Leadership remains one of the biggest challenges for African development and it’s a complex issue spread out across more than 50 countries. Looking at recent events in Burundi, the DRC, South Sudan and a long list of other African nations, it’s easy to see where leaderships have a negative effect on the direction of individual countries and the continent as a whole.
However, the situation in countries like Rwanda is more complex. Few can dispute Rwanda’s impressive economic rise over the past two decades but many would argue it’s come at the expense of human rights, political freedom and a fair democracy.
Ethiopia and Tanzania are also demonstrating impressive levels of economic growth but the first has been dogged with violent protests for years now and Tanzania’s John Magufuli is developing a reputation as an undemocratic dictator.
Insecurity is never far from African talking points and this runs deeper than conflicts between government and rebels or insurgent groups. Ethnic violence is still a major problem for many countries and even when it doesn’t result in a full-blown conflict ethnic divides are clear to see in political crises such as Kenya’s double election last year.
One of the biggest economic problems facing Africa right now is the rising level of public debt. Last year, the IMF estimated that the median level of public debt would exceed GDP by the end of 2017.
“The debt sustainability outlook has worsened considerably since 2013,” the IMF said. “The number of low-income countries in debt distress or facing a high risk of debt distress increased from seven in 2013 to 12 in 2016. Consistent with the broader trend of credit downgrades in emerging markets, several sub-Saharan African frontier markets or other countries with sovereign-credit ratings have been downgraded.”

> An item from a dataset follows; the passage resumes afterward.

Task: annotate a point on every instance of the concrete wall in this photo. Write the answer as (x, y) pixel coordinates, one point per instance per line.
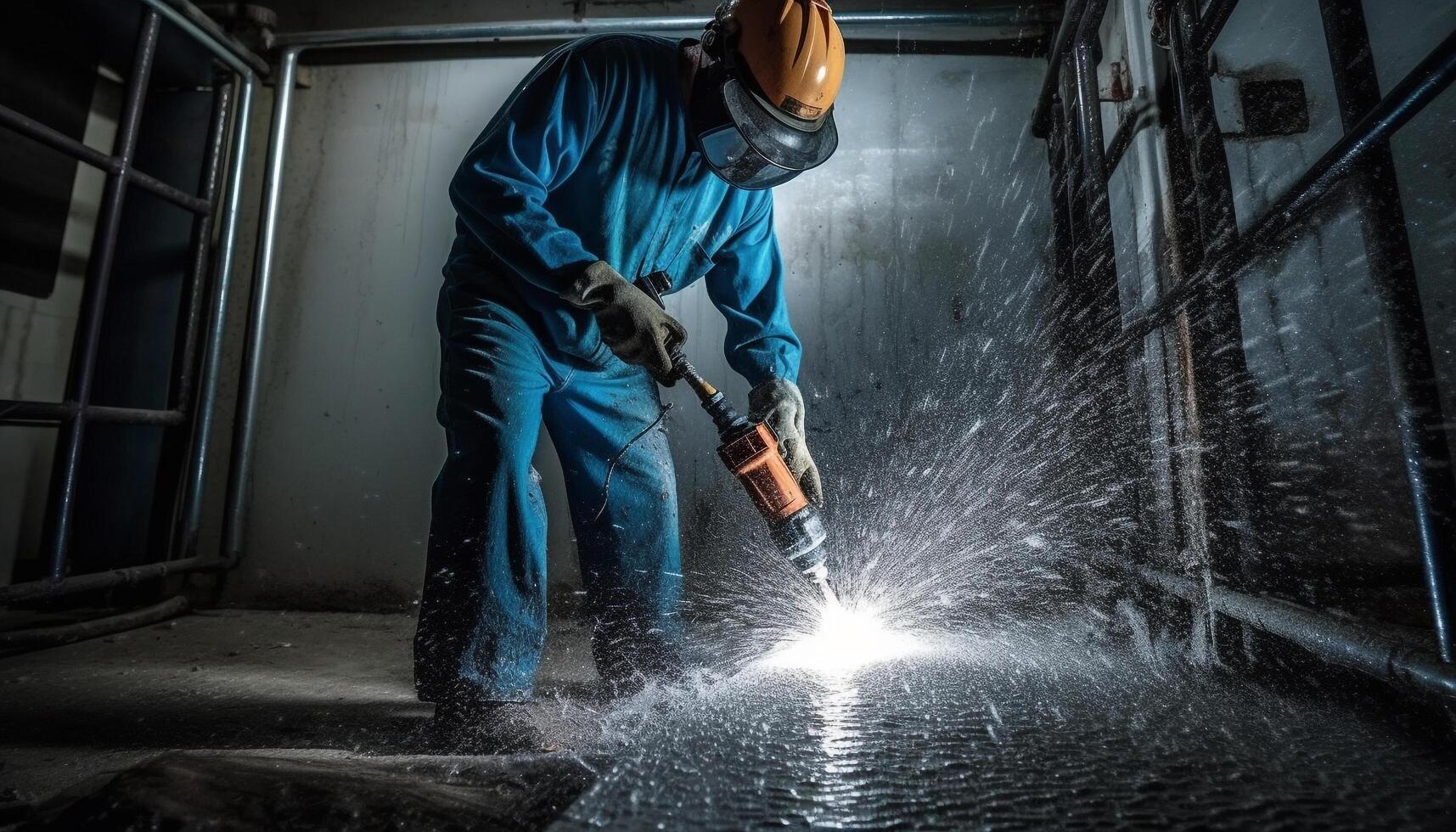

Despite technology innovations and improved economies, Africa is far from achieving food security in various regions. Droughts are becoming more common in East Africa, due to climate change, forced migration and volatile food supplies. Meanwhile, food shortages are also being caused by conflict as we’ve seen in the case of South Sudan, which was declared to be in famine for a period in 2017.
Africa is among the world’s most vulnerable places when it comes to climate change, threatening its ability to produce enough crops to feed its own population and sustain its agriculture industry but there are other factors contributing to African food shortages that also need to be addressed.
Another factor contributing to African food shortages is its booming population. More people mean more mouths to feed and an increase in the negative impact of human activity upon the environment. However, it also puts more strain on healthcare, public services, schools and other sectors already struggling to cope with Africa’s existing population.
Another problem African nations need to address is how to create enough quality jobs for a growing population – something that could become increasingly difficult as it also adopts technology more extensively.